Periodic Reporting for period 1 - UNTWIST (UNTWIST: Policy recommendations to regain "losers of feminism" as mainstream voters)
Berichtszeitraum: 2023-02-01 bis 2024-04-30
We agree with the European Commission (2019: 28-25) that the transformation of Western societies has made new structural conflicts salient, creating potential winners and losers. At the same time, mainstream parties' avoidance and disregarding strategies concerning these new structural conflicts have created the opportunity for challenging parties to attract voters (i.e. losers from those transformations) on the saliency of these recent structural conflicts as those who feel threatened by status loss and economic uncertainty are more likely to vote for these new challenging parties. However, in UNTWIST, we argue that the economic and cultural transformations of Western democracies have operated in a gendered way that has produced different classes of winners and losers between and among men and women who, therefore, share different rationales for voting RWPP.
We hypothesize, therefore, that initial demands for political offerings existed that were/are subsequently supplied by political entrepreneurs. We explore the role of RWPP as political entrepreneurs and try to understand how they have picked up these demands and framed them in their rhetoric of opposition to gender and sexual equality. UNTWIST further explores the existence of different rationales for men and women voting for RWPP parties.
For UNTWIST, it is critical to understand that human beings are highly heterogeneous. Citizens have different needs, demands, and worries related to their gender and sex, and these are diverse across social classes, ethnicities, ages, etc. All of them are legitimate and deserve to be addressed adequately by political representatives. However, in acting as niche parties, we hypothesize that RWPPs are twisting their responses to those needs in ways contrary to the EU's core values. Therefore, the final aim of the UNTWIST project is to find innovative ways to untwist the political answer RWPP are offering to align them with democratic and EU core values.
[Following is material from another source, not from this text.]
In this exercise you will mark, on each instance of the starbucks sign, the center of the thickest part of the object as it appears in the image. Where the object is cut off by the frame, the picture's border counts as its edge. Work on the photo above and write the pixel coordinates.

Our methodological Phase I comprised five different work packages through which UNTWIST has produced original empirical data from feminist literature and masculinity studies review (typology, WP 1), from focus groups with switching voters from mainstream to RWPP (focus groups, WP2), from national and international surveys content (existing surveys, WP3) and from parties manifestoes (WP4). Four data frames, one from each WP, have been integrated into the pooled data frame in WP5 to explore our hypothesis that RWPPs act as niche parties in relation to particular gender needs, demands and worries.
Our methodological Phase II explores how substantive gender-based representation (demand and supply dynamics) impacts party preferences and voter decisions. This entails designing and administering a new tool (survey module) to produce new data. The data will then be analyzed, focusing on voting behaviour, to explore how substantive gender representation impacts party preferences and voter decisions.
Two Key Exploitable Results have already been delivered. 1) the UNTWIST Typology of Gender-Based Needs, which can act as a toolbox and blueprint to evaluate existing policy agendas and programs by identifying areas of expertise and remaining gaps, thus helping policymakers and advocates design and respond to a fuller set of gender-based responses. 2) The gender coding scheme (Manifesto Gender Analysis, MGA). We have successfully designed and applied it to a substantive set of manifestoes in our set of case studies. We have opened this tool in Zenodo https://doi.org/10.5281/zenodo.11476262(öffnet in neuem Fenster)). But notably, we plan to go beyond that objective to develop a CTA infrastructure for annotating parties' manifestoes and LLM to test the quantitative reliability of party manifestoes' human coding. The re-administration of our MGA and the UNTWIST survey module (planned to be administered in the Autumn of 2024) will allow us to monitor the fit between the demand and supply side of gender-based needs and demands in the future, improving accountability and safeguarding gender equality as a fundamental right.